On the results of their safety huddles
HM: The Onion isn’t all we did. We were doing huge whole system improvement work. But I think The Onion created the heart of our hospital. Since we started in 2014, we have metrics that show that our flow improved, and as did our hospital standardized mortality rates which met and surpassed the targets set for Scotland. We were one of a few health boards to achieve our target and the only one to do so in all of our acute hospitals
SF: There are fewer surprises. We don’t hear about things two days or two weeks later. For example, IT problems never used to go to our level until the staff had been frustrated for weeks. After we kept hearing about IT problems, I met with IT. They said, “Why don’t we join the huddle once a week?” So, on Wednesdays, we’ve got an IT rep in the room. If there are any issues, staff can raise them directly.
HM: We’ve also seen a better sense of engagement. There is a palpable feeling that the culture has changed. For example, a patient told me, “I can’t thank you and your nurses enough for how I’ve been looked after. I never used to be a fan of this hospital. I was in four years ago, but something has changed. I’ve never been treated with more dignity and respect. I can feel it’s changed.” It’s powerful when you hear that from patients.
On how to get started
HM: You need to have senior buy-in and senior leadership. [Senior physician or nursing leaders] have to be there. You can’t delegate this. Visibility, accessibility, and approachability matters.
SF: Understand that it won’t happen overnight. You have to explain it, initially, quite a lot.
HM: If it’s not useful for your staff, you’ll find out if you [pay attention]. If the huddles are useful, people will want to come, and they will read the newsletter if they can’t.

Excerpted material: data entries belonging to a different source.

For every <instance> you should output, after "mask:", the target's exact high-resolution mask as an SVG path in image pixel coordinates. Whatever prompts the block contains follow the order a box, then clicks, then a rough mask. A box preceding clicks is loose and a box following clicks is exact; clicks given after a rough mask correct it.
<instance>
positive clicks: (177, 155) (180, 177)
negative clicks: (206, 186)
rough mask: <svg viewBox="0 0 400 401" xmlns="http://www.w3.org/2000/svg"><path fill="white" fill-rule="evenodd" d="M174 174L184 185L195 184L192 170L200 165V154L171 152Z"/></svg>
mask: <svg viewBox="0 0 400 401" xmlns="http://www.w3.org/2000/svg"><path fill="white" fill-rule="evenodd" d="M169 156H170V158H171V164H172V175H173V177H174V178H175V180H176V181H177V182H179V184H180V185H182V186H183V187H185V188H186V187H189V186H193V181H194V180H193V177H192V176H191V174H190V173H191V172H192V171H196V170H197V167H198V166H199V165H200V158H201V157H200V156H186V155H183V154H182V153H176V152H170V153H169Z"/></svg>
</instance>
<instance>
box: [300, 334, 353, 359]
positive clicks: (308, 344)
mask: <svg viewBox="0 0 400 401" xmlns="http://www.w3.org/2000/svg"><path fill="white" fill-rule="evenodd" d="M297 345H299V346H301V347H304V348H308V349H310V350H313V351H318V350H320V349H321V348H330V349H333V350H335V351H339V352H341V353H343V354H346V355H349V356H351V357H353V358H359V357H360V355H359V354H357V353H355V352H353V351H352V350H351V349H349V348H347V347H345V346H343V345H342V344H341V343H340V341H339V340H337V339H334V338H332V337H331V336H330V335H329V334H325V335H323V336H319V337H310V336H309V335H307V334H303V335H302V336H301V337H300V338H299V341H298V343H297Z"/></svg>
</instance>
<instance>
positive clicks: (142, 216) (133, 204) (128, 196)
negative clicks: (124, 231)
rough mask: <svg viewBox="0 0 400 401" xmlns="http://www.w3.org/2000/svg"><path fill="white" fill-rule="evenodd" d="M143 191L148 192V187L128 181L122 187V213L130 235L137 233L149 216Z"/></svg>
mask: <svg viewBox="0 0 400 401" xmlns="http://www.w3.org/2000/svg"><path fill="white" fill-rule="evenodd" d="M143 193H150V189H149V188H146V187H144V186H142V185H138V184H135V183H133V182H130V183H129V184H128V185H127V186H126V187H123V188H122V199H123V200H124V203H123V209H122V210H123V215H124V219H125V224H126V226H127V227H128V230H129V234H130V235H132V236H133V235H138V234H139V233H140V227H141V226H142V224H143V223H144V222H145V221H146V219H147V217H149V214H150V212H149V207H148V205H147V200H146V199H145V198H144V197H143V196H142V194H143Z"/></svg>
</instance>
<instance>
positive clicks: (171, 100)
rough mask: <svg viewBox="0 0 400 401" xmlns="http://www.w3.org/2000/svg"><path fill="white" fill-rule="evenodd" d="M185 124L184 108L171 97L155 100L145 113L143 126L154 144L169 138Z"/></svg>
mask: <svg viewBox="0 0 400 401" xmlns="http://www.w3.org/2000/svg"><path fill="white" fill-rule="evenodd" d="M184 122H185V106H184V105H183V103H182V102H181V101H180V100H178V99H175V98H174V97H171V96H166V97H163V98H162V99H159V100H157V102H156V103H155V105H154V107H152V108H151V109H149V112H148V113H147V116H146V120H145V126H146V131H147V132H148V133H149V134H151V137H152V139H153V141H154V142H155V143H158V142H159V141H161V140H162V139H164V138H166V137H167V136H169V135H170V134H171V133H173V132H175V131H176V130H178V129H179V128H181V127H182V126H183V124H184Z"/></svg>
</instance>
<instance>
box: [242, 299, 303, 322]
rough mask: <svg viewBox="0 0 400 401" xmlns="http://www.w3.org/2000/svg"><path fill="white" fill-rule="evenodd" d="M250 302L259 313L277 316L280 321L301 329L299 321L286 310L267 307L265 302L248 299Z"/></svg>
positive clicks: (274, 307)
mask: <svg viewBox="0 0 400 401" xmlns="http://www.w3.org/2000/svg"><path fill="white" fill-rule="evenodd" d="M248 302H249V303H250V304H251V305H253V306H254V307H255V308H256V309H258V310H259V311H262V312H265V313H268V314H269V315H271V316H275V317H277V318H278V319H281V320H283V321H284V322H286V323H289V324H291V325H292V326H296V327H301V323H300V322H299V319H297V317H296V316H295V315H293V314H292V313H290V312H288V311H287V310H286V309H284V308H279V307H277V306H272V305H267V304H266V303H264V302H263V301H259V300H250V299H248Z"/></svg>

SF: Make it clear that no issue is too small. We’ve heard about ridiculously tiny issues, and we’ve heard about huge safety issues or potential safety issues. You need to listen to both to build credibility with staff.
On how safety huddles can be joy in work huddles
HM: Early on, people would put their hands up and say, “Yesterday was really hard, but I’d like to thank Mary from ward five because she was good with an upset patient and delivered great care.” The staff spontaneously started sharing these kinds of stories. One day someone said, “Well, give them a star.” After that, when someone wanted to express appreciation, they’d say, “I want to award a star.” Some days we have none, some six or seven. All nominations for a star get a mention in the newsletter. It means something to be appreciated by your peers. It definitely contributes to joy in work.
Editor’s note: This interview has been edited for length and clarity.